Friday, March 9,  4:30 – 6:30 pm, CWAC 152

Persons with concerns regarding accessibility please contact Nancy P. Lin (nancyplin@uchicago.edu)

Feb. 16, Jiayi Zhu

Friday, February 16,  4:30 – 6:30 pm, CWAC 152

Architecture and/or Miniature? The Informative Ambiguity of the Zhakou White Pagoda

Jiayi Zhu

Department of East Asian Languages and Civilizations, University of Chicago

The Zhakou White Pagoda before sunset in December, 2017.

This paper is a case study of the Zhakou White Pagoda閘口白塔 (the white pagoda at the sluice gate) in Hangzhou. This 14-meter stone pagoda has been standing at the intersection of Qiantang River and Zhonghe River since the Wuyue Kingdom (907–978 CE).

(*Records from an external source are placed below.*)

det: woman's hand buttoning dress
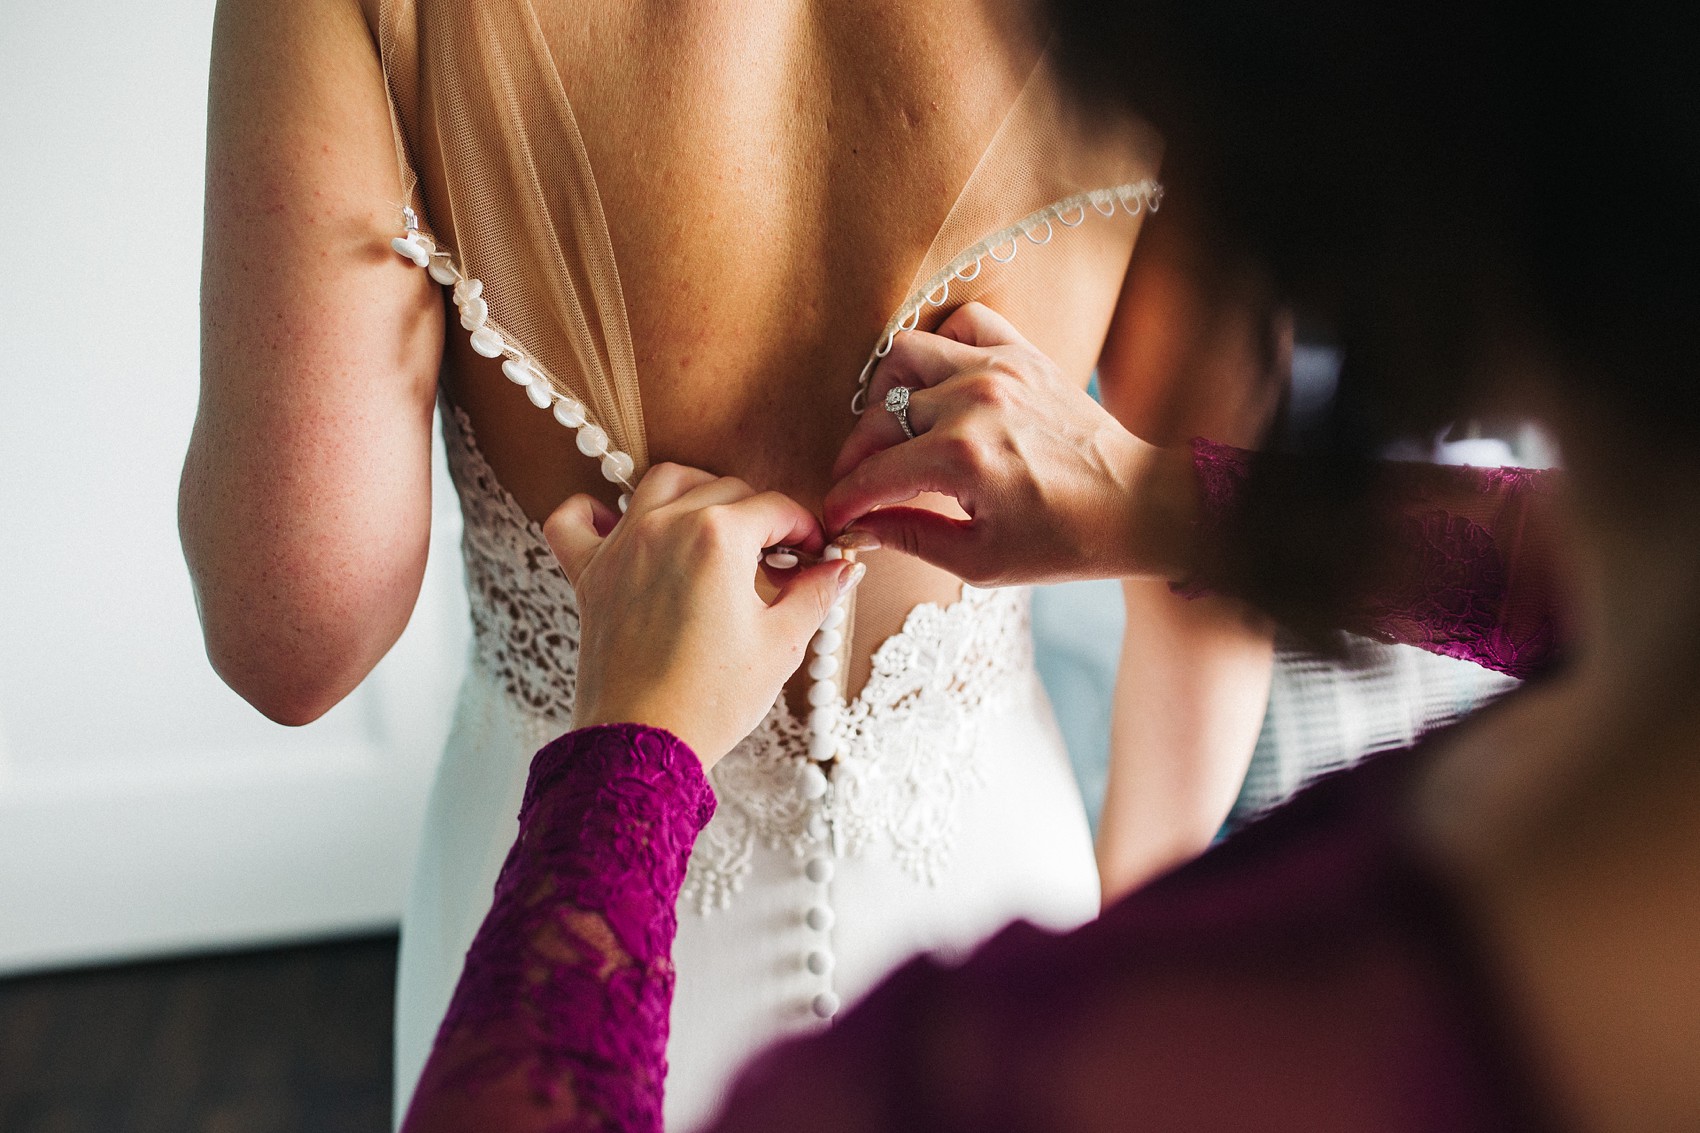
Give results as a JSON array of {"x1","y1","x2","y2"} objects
[
  {"x1": 402, "y1": 467, "x2": 862, "y2": 1132},
  {"x1": 403, "y1": 428, "x2": 1563, "y2": 1131},
  {"x1": 193, "y1": 1, "x2": 1275, "y2": 1122}
]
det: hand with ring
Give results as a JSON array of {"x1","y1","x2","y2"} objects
[
  {"x1": 884, "y1": 384, "x2": 918, "y2": 439},
  {"x1": 827, "y1": 302, "x2": 1200, "y2": 587}
]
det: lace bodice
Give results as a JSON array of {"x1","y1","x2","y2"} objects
[
  {"x1": 443, "y1": 403, "x2": 1037, "y2": 914},
  {"x1": 402, "y1": 449, "x2": 1565, "y2": 1133}
]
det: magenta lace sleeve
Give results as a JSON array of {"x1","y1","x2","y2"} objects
[
  {"x1": 1187, "y1": 438, "x2": 1562, "y2": 679},
  {"x1": 400, "y1": 724, "x2": 715, "y2": 1133}
]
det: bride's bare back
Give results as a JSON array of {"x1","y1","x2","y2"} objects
[
  {"x1": 434, "y1": 0, "x2": 1080, "y2": 498},
  {"x1": 446, "y1": 0, "x2": 1043, "y2": 490},
  {"x1": 376, "y1": 0, "x2": 1153, "y2": 692},
  {"x1": 188, "y1": 0, "x2": 1275, "y2": 894}
]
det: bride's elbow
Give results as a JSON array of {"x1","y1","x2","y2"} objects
[
  {"x1": 229, "y1": 667, "x2": 347, "y2": 728},
  {"x1": 200, "y1": 622, "x2": 366, "y2": 727},
  {"x1": 187, "y1": 566, "x2": 393, "y2": 727},
  {"x1": 180, "y1": 508, "x2": 418, "y2": 728},
  {"x1": 239, "y1": 683, "x2": 341, "y2": 728}
]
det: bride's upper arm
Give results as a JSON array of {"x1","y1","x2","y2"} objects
[
  {"x1": 1092, "y1": 205, "x2": 1281, "y2": 898},
  {"x1": 183, "y1": 0, "x2": 444, "y2": 725},
  {"x1": 1093, "y1": 201, "x2": 1284, "y2": 448}
]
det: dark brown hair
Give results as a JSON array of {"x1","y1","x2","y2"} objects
[{"x1": 1052, "y1": 0, "x2": 1700, "y2": 451}]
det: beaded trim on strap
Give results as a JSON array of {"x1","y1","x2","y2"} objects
[
  {"x1": 392, "y1": 212, "x2": 641, "y2": 510},
  {"x1": 850, "y1": 180, "x2": 1163, "y2": 412}
]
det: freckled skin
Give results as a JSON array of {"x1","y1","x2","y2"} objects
[
  {"x1": 190, "y1": 0, "x2": 1276, "y2": 891},
  {"x1": 415, "y1": 0, "x2": 1123, "y2": 696}
]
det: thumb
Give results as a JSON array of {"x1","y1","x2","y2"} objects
[
  {"x1": 934, "y1": 301, "x2": 1029, "y2": 349},
  {"x1": 846, "y1": 508, "x2": 981, "y2": 580},
  {"x1": 541, "y1": 494, "x2": 610, "y2": 586},
  {"x1": 768, "y1": 559, "x2": 862, "y2": 647}
]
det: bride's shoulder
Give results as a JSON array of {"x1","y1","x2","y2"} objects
[{"x1": 212, "y1": 0, "x2": 383, "y2": 64}]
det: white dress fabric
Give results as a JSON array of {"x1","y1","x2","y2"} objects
[
  {"x1": 392, "y1": 405, "x2": 1100, "y2": 1129},
  {"x1": 376, "y1": 11, "x2": 1155, "y2": 1122}
]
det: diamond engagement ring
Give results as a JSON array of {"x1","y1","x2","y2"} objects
[{"x1": 883, "y1": 384, "x2": 917, "y2": 439}]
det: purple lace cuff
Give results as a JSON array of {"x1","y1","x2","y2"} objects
[
  {"x1": 402, "y1": 724, "x2": 715, "y2": 1133},
  {"x1": 1173, "y1": 437, "x2": 1253, "y2": 600},
  {"x1": 1366, "y1": 465, "x2": 1557, "y2": 680},
  {"x1": 1169, "y1": 438, "x2": 1560, "y2": 680}
]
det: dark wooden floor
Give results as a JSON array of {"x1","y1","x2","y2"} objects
[{"x1": 0, "y1": 934, "x2": 396, "y2": 1133}]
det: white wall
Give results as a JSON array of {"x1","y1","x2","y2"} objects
[{"x1": 0, "y1": 1, "x2": 467, "y2": 973}]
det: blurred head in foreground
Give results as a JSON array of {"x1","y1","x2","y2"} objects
[
  {"x1": 1051, "y1": 1, "x2": 1700, "y2": 666},
  {"x1": 1054, "y1": 0, "x2": 1698, "y2": 484},
  {"x1": 1034, "y1": 10, "x2": 1699, "y2": 1126}
]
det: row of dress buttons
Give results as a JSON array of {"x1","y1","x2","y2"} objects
[
  {"x1": 801, "y1": 546, "x2": 852, "y2": 1018},
  {"x1": 390, "y1": 211, "x2": 639, "y2": 507},
  {"x1": 398, "y1": 205, "x2": 852, "y2": 1020}
]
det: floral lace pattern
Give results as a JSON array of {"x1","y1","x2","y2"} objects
[
  {"x1": 443, "y1": 403, "x2": 584, "y2": 724},
  {"x1": 400, "y1": 724, "x2": 713, "y2": 1133},
  {"x1": 684, "y1": 585, "x2": 1033, "y2": 913},
  {"x1": 442, "y1": 405, "x2": 1036, "y2": 916},
  {"x1": 1188, "y1": 438, "x2": 1559, "y2": 680},
  {"x1": 1372, "y1": 466, "x2": 1556, "y2": 680}
]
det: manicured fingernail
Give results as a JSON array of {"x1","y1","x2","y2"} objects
[
  {"x1": 835, "y1": 530, "x2": 882, "y2": 552},
  {"x1": 838, "y1": 562, "x2": 866, "y2": 595}
]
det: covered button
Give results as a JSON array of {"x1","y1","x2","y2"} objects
[
  {"x1": 600, "y1": 450, "x2": 635, "y2": 484},
  {"x1": 575, "y1": 423, "x2": 610, "y2": 458},
  {"x1": 552, "y1": 397, "x2": 587, "y2": 429}
]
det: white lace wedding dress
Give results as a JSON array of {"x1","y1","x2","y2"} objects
[
  {"x1": 392, "y1": 404, "x2": 1100, "y2": 1128},
  {"x1": 375, "y1": 3, "x2": 1163, "y2": 1124}
]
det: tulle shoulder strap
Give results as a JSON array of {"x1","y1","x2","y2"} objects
[
  {"x1": 855, "y1": 50, "x2": 1163, "y2": 410},
  {"x1": 913, "y1": 50, "x2": 1160, "y2": 289},
  {"x1": 377, "y1": 0, "x2": 649, "y2": 474}
]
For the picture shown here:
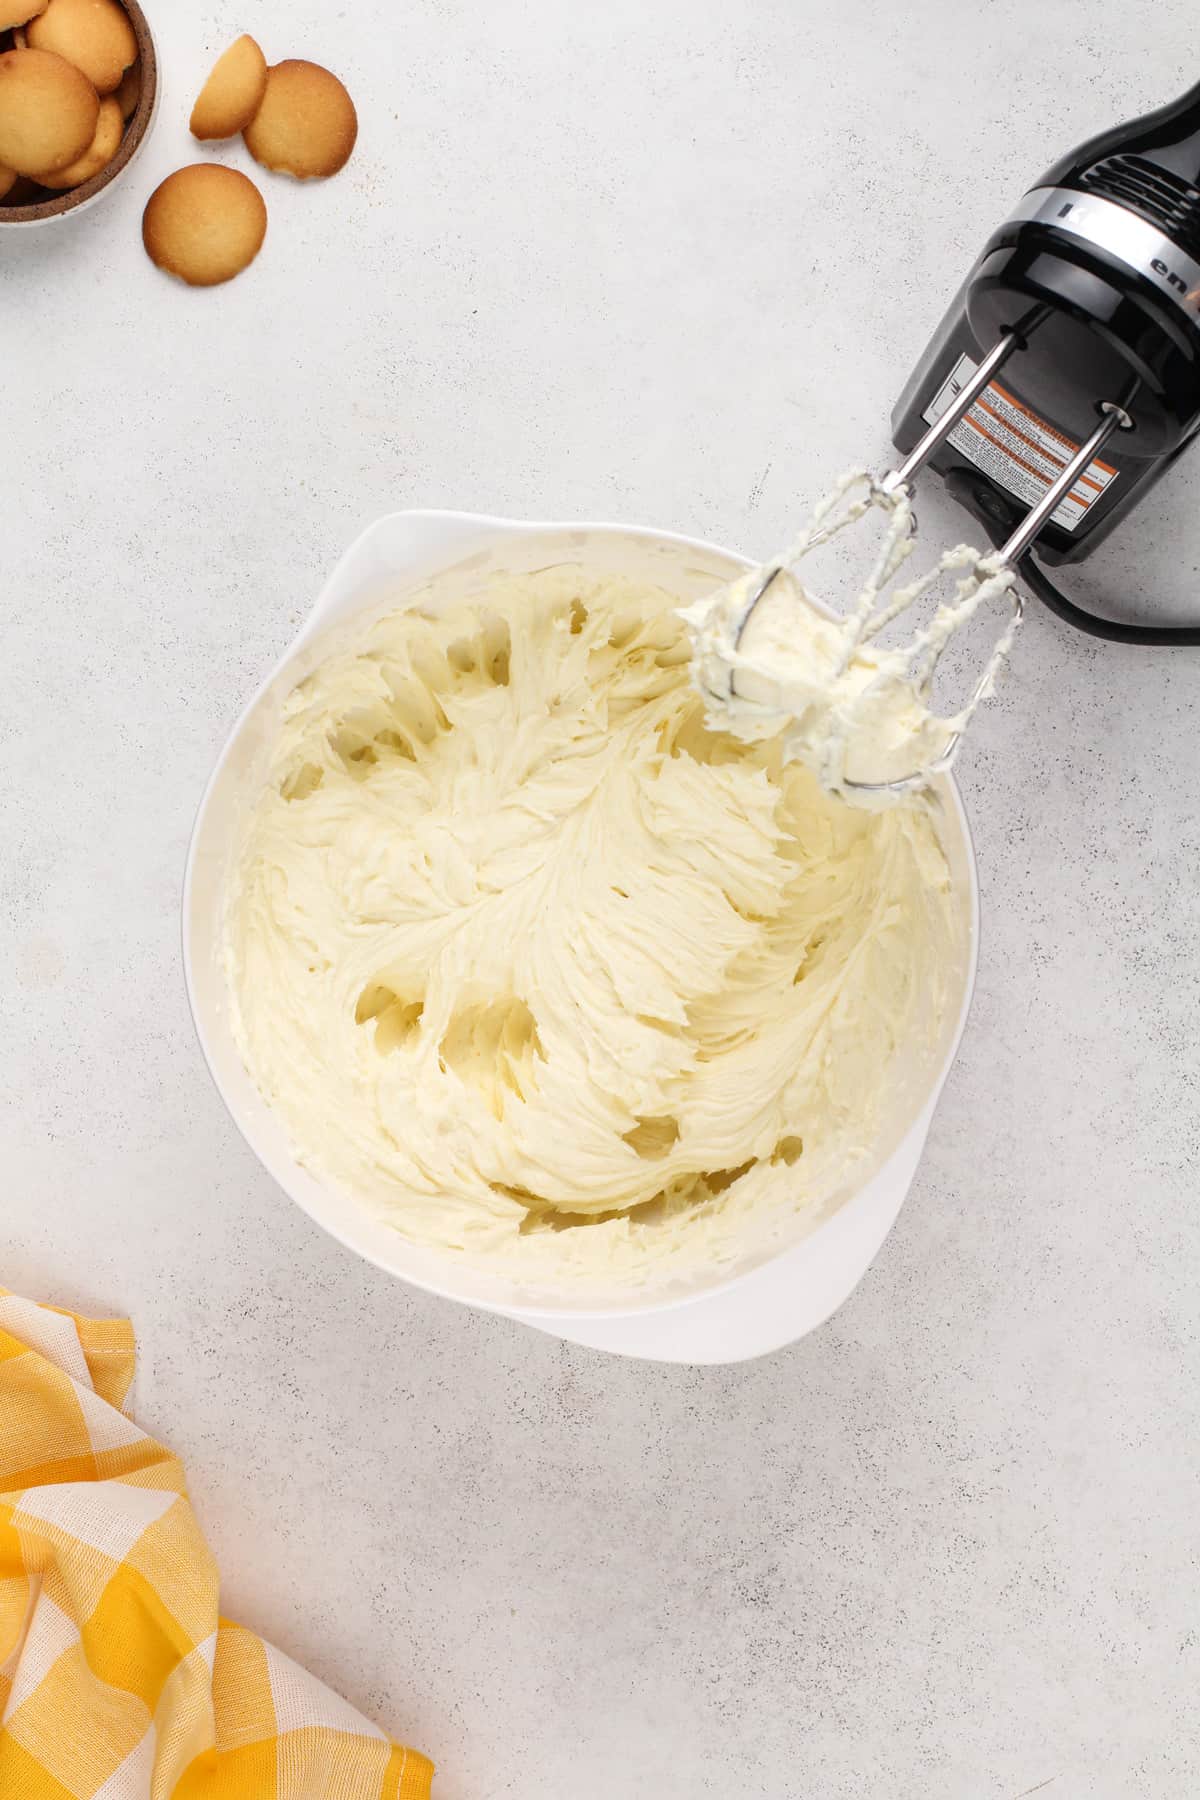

It is an octagonal structure imitating the timber-frame louge (pavilion) style pagoda. Rather than calling it architecture, scholars refer to it as a sculpture or a model. Why is this pagoda constructed in this specific way, larger than a conventional sculpture but smaller than a wooden-structured real pagoda? What aspects of the pagoda contributed to this ambiguity? And how this ambiguity influenced interactions between viewers and the Zhakou White Pagoda? What about the functions of this pagoda? These are some questions I will try to address.